Read Throughput with Cassandra + Ignite: 9000 rows/second.
Since, I am storing a C++ structure in Cassandra's Blob, the Ignite API uses serialization/de-serialization while writing/reading the data. Is this the reason, for the drop in the performance(consider the size of the structure i.e. 7K) or is this drop not at all expected and maybe something's wrong in the configuration?
Cassandra: 3.11.2
RHEL: 6.5
Configurations for Ignite are same as given here.
I got significant improvement in Ignite+Cassandra throughput when I used serialization in raw mode. Now the throughput has increased from 9000 rows/second to 23000 rows/second. But still, it's not significantly superior to Cassandra. I'm still hopeful to find some more tweaks which will improve this further.
I've added some more details about the configurations and client code on github.

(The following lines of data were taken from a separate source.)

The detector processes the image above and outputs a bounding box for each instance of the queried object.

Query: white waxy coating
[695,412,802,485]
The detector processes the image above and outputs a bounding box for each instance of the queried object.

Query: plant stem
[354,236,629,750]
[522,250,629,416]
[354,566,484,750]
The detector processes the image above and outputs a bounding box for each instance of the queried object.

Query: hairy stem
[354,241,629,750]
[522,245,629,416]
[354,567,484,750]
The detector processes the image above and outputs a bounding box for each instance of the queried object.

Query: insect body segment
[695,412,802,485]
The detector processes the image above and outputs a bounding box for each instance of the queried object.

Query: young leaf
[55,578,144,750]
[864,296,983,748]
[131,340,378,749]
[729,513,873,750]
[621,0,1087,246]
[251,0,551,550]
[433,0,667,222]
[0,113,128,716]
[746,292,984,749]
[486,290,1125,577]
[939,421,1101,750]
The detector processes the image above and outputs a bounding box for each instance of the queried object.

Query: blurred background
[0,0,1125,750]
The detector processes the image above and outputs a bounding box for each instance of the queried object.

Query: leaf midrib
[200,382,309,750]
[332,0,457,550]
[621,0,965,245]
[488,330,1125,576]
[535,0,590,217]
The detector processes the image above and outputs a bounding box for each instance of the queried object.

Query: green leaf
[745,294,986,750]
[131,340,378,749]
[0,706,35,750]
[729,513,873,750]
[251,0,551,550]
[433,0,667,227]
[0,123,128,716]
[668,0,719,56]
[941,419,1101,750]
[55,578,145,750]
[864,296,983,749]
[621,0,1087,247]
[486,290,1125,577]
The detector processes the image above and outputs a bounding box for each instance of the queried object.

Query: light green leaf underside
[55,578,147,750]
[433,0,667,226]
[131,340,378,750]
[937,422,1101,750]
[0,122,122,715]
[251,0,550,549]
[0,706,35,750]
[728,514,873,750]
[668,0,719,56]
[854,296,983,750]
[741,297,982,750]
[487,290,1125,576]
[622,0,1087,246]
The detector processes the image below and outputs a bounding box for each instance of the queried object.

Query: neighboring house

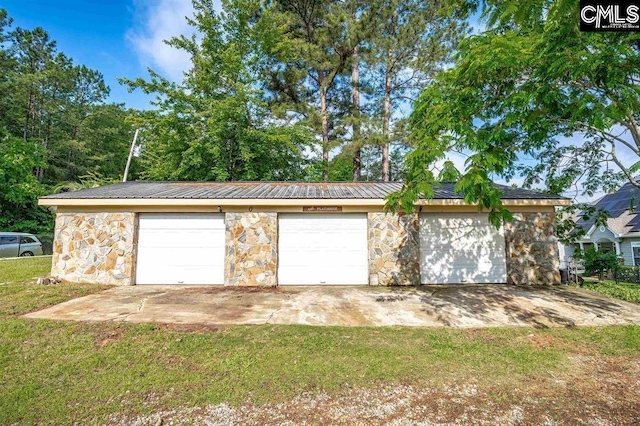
[40,182,569,286]
[560,183,640,266]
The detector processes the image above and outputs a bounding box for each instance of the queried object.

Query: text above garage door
[136,213,225,284]
[278,213,368,285]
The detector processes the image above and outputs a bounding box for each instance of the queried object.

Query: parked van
[0,232,42,257]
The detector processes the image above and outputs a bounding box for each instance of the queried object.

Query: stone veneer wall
[224,213,278,286]
[51,212,136,285]
[504,213,560,285]
[368,212,420,285]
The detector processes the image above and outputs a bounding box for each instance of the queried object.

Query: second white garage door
[278,213,368,285]
[420,213,507,284]
[136,213,225,284]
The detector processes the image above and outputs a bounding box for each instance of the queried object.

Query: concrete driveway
[25,285,640,328]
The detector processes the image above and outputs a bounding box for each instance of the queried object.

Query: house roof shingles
[43,182,564,200]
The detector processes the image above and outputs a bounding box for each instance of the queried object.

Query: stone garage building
[40,182,568,286]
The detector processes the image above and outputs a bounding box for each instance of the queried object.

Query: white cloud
[126,0,201,81]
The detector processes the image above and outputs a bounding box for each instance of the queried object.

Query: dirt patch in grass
[94,327,124,348]
[181,285,282,294]
[109,359,640,426]
[156,323,224,333]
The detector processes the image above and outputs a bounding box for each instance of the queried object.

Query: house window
[631,243,640,266]
[0,237,18,245]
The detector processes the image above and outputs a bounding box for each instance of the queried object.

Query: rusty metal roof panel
[44,182,563,200]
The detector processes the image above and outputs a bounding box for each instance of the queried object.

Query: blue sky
[0,0,202,108]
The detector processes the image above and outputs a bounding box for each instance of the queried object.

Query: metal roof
[43,181,563,199]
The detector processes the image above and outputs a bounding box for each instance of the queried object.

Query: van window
[0,235,18,245]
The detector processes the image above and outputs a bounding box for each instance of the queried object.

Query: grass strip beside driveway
[0,256,51,284]
[581,281,640,304]
[0,283,640,424]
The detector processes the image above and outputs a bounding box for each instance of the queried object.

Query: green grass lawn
[0,256,51,284]
[581,281,640,303]
[0,266,640,424]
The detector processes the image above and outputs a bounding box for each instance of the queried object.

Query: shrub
[576,247,620,280]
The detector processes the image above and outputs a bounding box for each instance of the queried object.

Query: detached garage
[40,182,569,286]
[278,213,369,285]
[136,213,225,284]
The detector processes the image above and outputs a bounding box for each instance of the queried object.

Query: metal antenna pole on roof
[122,129,140,182]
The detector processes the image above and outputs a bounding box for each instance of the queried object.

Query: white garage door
[136,213,225,284]
[420,213,507,284]
[278,213,368,285]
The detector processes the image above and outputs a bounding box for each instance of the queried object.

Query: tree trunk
[382,70,391,182]
[351,46,362,182]
[320,85,329,182]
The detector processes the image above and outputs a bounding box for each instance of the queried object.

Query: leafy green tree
[0,9,131,232]
[125,0,310,181]
[365,0,467,181]
[390,0,640,225]
[438,160,461,182]
[576,247,620,280]
[0,129,53,233]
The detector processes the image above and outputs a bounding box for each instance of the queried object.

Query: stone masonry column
[51,212,137,285]
[224,212,278,287]
[504,213,560,285]
[367,212,420,285]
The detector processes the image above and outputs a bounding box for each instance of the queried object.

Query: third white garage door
[278,213,368,285]
[420,213,507,284]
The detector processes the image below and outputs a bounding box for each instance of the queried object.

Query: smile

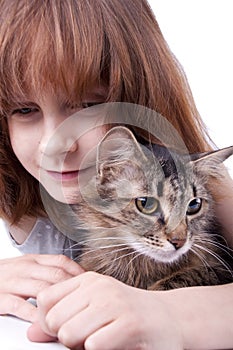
[46,170,79,181]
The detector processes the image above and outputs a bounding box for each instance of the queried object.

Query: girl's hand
[0,254,83,322]
[28,272,183,350]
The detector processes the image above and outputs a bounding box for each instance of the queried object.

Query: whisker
[195,243,233,276]
[190,243,213,271]
[80,245,129,258]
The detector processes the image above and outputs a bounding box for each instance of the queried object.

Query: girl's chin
[42,184,80,204]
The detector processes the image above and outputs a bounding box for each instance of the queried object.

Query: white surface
[148,0,233,177]
[0,316,67,350]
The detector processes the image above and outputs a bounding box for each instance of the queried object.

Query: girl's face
[8,87,107,203]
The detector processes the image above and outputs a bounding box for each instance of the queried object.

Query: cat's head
[77,127,233,262]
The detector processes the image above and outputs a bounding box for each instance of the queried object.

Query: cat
[46,126,233,290]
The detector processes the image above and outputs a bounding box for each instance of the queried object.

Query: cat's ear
[193,146,233,177]
[97,126,147,173]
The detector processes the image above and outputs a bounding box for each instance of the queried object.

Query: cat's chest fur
[48,127,233,289]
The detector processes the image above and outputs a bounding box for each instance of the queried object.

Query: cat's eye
[135,197,159,215]
[186,198,202,215]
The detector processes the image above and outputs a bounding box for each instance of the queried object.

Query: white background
[0,0,233,258]
[149,0,233,177]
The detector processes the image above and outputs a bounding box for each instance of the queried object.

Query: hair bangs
[0,0,108,111]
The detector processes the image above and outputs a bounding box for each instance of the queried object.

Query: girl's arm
[28,272,233,350]
[0,217,82,321]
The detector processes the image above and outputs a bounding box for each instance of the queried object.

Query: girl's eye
[82,102,103,108]
[135,197,159,215]
[186,198,202,215]
[12,107,38,115]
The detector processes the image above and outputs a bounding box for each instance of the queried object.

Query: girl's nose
[39,116,78,156]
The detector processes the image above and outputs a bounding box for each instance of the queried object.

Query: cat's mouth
[133,238,192,263]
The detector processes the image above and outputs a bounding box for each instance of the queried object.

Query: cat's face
[74,127,233,263]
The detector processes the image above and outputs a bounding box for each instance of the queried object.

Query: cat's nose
[168,237,186,250]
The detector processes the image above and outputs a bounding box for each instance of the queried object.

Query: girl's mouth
[47,170,79,181]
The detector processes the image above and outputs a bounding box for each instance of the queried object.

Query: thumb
[27,322,57,343]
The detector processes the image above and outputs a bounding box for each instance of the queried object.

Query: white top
[7,218,80,259]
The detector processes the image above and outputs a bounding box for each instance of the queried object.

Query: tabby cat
[47,126,233,290]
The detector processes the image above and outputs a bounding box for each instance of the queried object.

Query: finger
[37,284,89,335]
[30,254,84,276]
[37,277,82,335]
[1,278,51,299]
[84,319,143,350]
[0,293,38,322]
[27,322,57,343]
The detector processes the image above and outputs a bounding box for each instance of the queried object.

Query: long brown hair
[0,0,209,222]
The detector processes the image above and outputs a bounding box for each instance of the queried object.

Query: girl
[0,0,233,350]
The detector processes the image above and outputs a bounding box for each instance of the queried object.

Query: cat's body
[48,127,233,290]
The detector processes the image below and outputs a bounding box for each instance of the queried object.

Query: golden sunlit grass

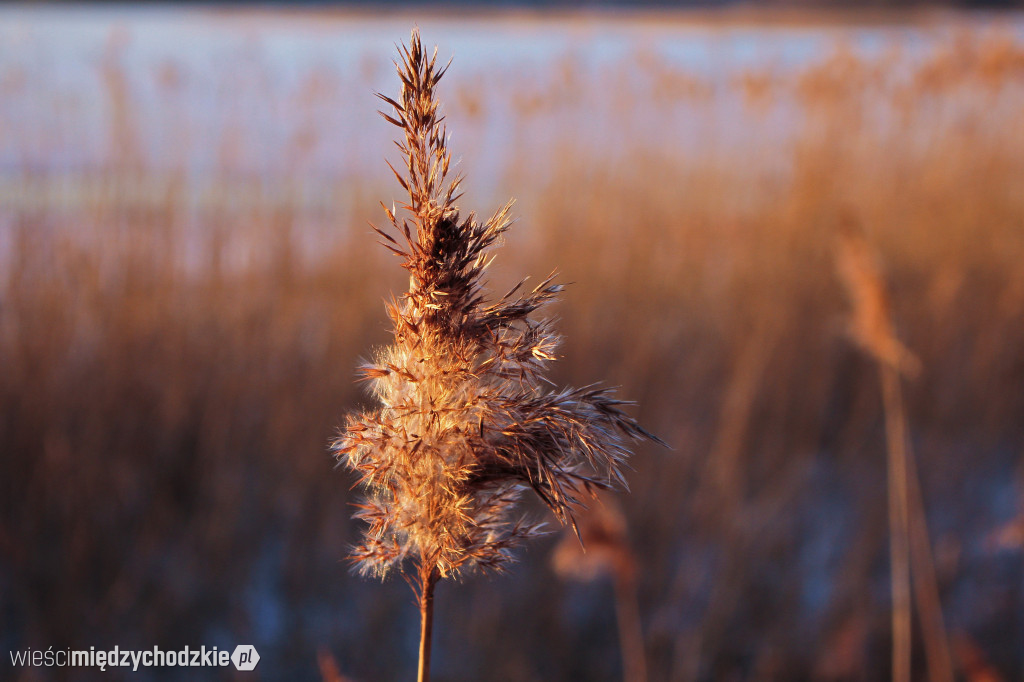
[6,18,1024,680]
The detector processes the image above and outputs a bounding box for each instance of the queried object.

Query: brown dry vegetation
[0,18,1024,680]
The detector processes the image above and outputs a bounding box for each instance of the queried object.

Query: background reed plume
[333,30,656,680]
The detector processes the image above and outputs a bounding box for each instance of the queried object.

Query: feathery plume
[332,30,657,680]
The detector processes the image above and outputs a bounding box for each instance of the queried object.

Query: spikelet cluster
[332,31,656,578]
[836,223,921,377]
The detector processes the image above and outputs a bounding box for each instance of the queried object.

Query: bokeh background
[0,5,1024,682]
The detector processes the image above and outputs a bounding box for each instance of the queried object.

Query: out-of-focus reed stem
[879,364,911,682]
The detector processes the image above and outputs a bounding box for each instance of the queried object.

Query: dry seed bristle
[333,31,656,577]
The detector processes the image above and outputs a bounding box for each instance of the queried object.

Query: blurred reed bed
[0,15,1024,680]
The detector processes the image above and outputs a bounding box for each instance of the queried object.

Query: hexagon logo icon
[231,644,259,670]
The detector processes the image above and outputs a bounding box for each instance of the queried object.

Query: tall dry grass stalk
[837,225,953,682]
[552,500,647,682]
[333,30,657,682]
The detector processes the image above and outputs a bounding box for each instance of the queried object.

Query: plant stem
[416,568,437,682]
[880,365,911,682]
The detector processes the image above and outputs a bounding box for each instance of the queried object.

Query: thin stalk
[906,425,954,682]
[880,364,910,682]
[416,568,437,682]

Looks like you do one get per each key in this benchmark for Ignite and you didn't invoke loadCache before it. In this case, on each get, Ignite will go to Cassandra to get value from it and only after it will store it in the cache. So, I'd recommend invoking loadCache before benchmarking, or, at least, test gets on the same keys, to give an opportunity to Ignite to store keys in the cache. If you think you already have all the data in caches, please share code where you write data to Ignite too.
Also, you invoke "grid.GetCache" in each thread - it won't take a lot of time, but you definitely should avoid such things inside benchmark, when you already measure time.

Cassandra as distributed cached data store

Can we use Cassandra as a distributed in-memory cache database by utilizing its file level caching, key cache, and row cache?
I don't want to overload each node and I want to add more nodes to the cluster when the data grows to make this effective (to let most of my data be cached). Especially since 40% of my column families are static, and updates/insertions to other tables are not much.
The primary aim of ours is that we need an elastic realtime data store (faster around as in memory dB)
Cassandra was not born for the goal but after many optimizations it has become also a tool for in-memory caching. There are a few experiments -- the most significant I know is the one reported by Netflix. In Netflix they replaced their EVCache system (whom was persisted by a Cassandra backend) with a new SSD cassandra-based cache architecture -- the results are very impressive in term of performance improvements and cost-reduction.
Before choosing Cassandra as a replacement for any cache system I'd recommend to deeply understand the usage of row-caching and key-caching. More, I've never used Datastax Enterprise but it has an interesting in memory table feature.
I guess you could but I don't think that's correct use-case for Cassandra. Without knowing more about your requirements, I'd recommend you have a look at products like e.g. Hazelcast which is an in-memory distributed cache and sounds more like a fit for your use-case.
I know its a little late but I've just come accross this post doing some research on Cassandra.
I've seen success with Tibco's AST (recently rebranded to DTM) for in memory caching.
I've also played around with Pivotal's gemfire (this uses Geode under the covers), which has shown some promise.